What’s more, the author later contradicts her own oversimplification when she summarizes the legacy of the late geoscientist M. King Hubbert. In her synopsis of Hubbert’s peak oil theory, Weyn correctly explains that it’s about declines in the rate of production, not utter exhaustion. So why does she fail to make this distinction elsewhere in the book? After all, we’re talking about the second-most crucial concept to understand about oil depletion (the first being that oil is finite). It may be that she deemed this level of nuance to be too much for middle school-aged readers; but that doesn’t make sense, given the substantial amount of other, equally high-level science in the novel. Thus, I’m puzzled by the inconsistency.
However, it is to Weyn’s credit that she refuses to soft-pedal the dilemma we face with respect to alternative fuels. It’s well known among those who follow peak oil research that oil’s supposed replacements are inadequate because they’re far less energy-dense and more difficult to scale up than oil is. Worse still, their continued existence, to say nothing of their future expansion, depends wholly on our existing oil-based infrastructure. Sage Valley’s resident energy expert sums up this plight beautifully for one of his pupils: “We’re trying to gear up nuclear and wind-power facilities—but, ironically, it’s hard to build them without oil.”

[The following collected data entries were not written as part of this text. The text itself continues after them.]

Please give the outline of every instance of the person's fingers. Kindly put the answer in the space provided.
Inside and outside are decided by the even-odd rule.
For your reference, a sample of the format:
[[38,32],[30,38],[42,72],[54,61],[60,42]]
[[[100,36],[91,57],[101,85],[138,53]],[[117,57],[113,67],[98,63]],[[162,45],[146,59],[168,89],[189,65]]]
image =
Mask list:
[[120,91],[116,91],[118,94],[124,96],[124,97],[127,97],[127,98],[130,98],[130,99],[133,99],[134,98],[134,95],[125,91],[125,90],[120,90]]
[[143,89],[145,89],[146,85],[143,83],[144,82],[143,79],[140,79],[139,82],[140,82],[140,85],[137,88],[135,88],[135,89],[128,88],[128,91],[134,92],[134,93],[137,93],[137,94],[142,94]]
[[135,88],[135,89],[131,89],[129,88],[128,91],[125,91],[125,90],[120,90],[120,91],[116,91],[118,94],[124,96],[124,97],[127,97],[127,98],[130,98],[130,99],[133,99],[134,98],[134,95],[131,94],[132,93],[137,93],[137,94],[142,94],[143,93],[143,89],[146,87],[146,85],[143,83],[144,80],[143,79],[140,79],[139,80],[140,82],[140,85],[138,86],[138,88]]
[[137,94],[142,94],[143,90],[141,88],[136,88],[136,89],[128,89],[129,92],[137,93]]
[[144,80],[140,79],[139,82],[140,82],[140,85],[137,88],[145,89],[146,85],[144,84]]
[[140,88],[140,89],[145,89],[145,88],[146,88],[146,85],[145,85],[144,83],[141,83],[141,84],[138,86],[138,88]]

I stated earlier that certain aspects of Empty seem dated now. These have mostly to do with the book’s rather extreme take on what the oil picture might resemble around 2020. From where we now sit, it seems unlikely that two years from now gasoline will cost $20 per gallon and oil $800 per barrel. But back in 2010, these seemed like real possibilities to many who grasped the direness of the situation. As it turns out, though, history decided to take a different course, thanks to a serendipitous, if transitory, flood of U.S. tight oil from the nation’s shale oil patch. Yet our reckoning with oil depletion will come eventually, and when it does, a new generation of young readers will be ready to absorb this novel’s message.